Why no one intercepts North Korean missile launches
Western experts tried to explain it. Nuclear weapons expert Joe Cirincione told Defense One that when flying over Japan, the missile flies through space at an altitude of 770 kilometres. The Patriot-PAK3 complex, which is located on the island in Hokkaido, is designed only to strike warheads as they approach the target. The expert believes that one could try to neutralise the North Korean missile when it blasts off, but one would have to use sea-based Aegis systems for it, and they would need to approach the coast of North Korean very close. Even in this case, anti-missiles would only have a minute or two for a successful operation.

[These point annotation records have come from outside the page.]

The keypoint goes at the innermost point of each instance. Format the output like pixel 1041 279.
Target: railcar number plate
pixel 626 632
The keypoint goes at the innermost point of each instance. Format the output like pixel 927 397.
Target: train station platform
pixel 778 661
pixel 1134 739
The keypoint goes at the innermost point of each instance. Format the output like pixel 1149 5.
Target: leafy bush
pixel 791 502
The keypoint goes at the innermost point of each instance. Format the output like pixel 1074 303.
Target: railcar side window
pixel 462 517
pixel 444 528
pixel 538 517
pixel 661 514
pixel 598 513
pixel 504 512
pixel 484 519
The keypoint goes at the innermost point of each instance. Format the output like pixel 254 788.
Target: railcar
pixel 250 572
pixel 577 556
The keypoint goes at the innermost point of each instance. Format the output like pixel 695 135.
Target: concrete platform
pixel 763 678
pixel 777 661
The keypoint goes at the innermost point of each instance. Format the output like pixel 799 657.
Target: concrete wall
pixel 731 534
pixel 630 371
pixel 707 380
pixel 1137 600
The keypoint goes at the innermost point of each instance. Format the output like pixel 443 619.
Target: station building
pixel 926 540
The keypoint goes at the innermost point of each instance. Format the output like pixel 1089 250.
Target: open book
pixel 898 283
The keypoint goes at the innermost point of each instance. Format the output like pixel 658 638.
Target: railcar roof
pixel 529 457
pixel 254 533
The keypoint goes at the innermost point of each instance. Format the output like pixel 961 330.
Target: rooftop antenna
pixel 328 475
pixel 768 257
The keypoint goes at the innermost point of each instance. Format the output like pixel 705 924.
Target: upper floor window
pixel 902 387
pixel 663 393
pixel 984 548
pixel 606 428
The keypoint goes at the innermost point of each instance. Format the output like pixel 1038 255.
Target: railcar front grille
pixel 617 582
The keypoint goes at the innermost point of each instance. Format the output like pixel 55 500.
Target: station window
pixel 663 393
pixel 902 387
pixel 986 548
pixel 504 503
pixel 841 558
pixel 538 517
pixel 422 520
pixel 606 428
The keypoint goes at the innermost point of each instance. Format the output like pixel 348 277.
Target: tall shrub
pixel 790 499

Tokyo-based arms expert Lance Gatling of Nexial Research shares the same point of view. The missile was flying above Japan at a very high altitude and at a very high speed. At an altitude of about 550 kilometres above Hokkaido, the missile was barely within reach of the SM-3 (Japanese naval interceptors – ed.) As for the Aegis system, it was supposed to be in a particular place at a particular time to be able to shoot the North Korean missile down, the expert told Deutsche Welle.
The Americans have the ground-based Midcourse Defense complex to protect the continental part of the USA. The system is capable of striking missiles in space. However, the system struck only a half of targets during trials. Eventually, there was an obvious explanation made: space is not affiliated with any country under international law.
Even though launching a missile over the territory of another country is an unfriendly and illegal gesture, but consequences of unsuccessful interception would be immense, Gatling believes. Tokyo had invested heavily in the development of its missile defence system. The Japanese exclude an unsuccessful operation at this point, which would make North Korea believe even more in the invulnerability of their missiles.
If the Americans launched Aegis interceptor missiles to destroy North Korean missiles during takeoff, they could fly toward the Russian territory and would need to be intercepted over Russian territorial waters, Russian experts suggested.
“This is an unprofessional point of view version,” Konstantin Sivkov, a corresponding member of the Russian Academy of Missile and Artillery Sciences, told Pravda.Ru. The general course of the flight of the antimissile would be directed from the territory of Russia rather than towards it, because an antimissile follows a ballistic missile, he explained.
“The speed of the Aegis Standard-3 interceptor missile is about four kilometres per second. The starting Korean missile gains the same speed literally within several seconds. North Korean missiles blast off from the central part of the peninsula. Thus, the Aegis system would need to detect the fact of the launch of those missiles and then pursue them. For this purpose, one needs to bring an Aegis system at a distance of not more than 50-100 kilometres to the prospective target,” Konstantin Sivkov said.
As we can see, Kim Jong Un does not risk anything when he launches his missiles. He will continue doing so until someone either strikes a preemptive blow on Pyongyang or sits down to negotiate with Kim. Economic sanctions will not help, because the North Koreans have been living under the conditions of international isolation for long.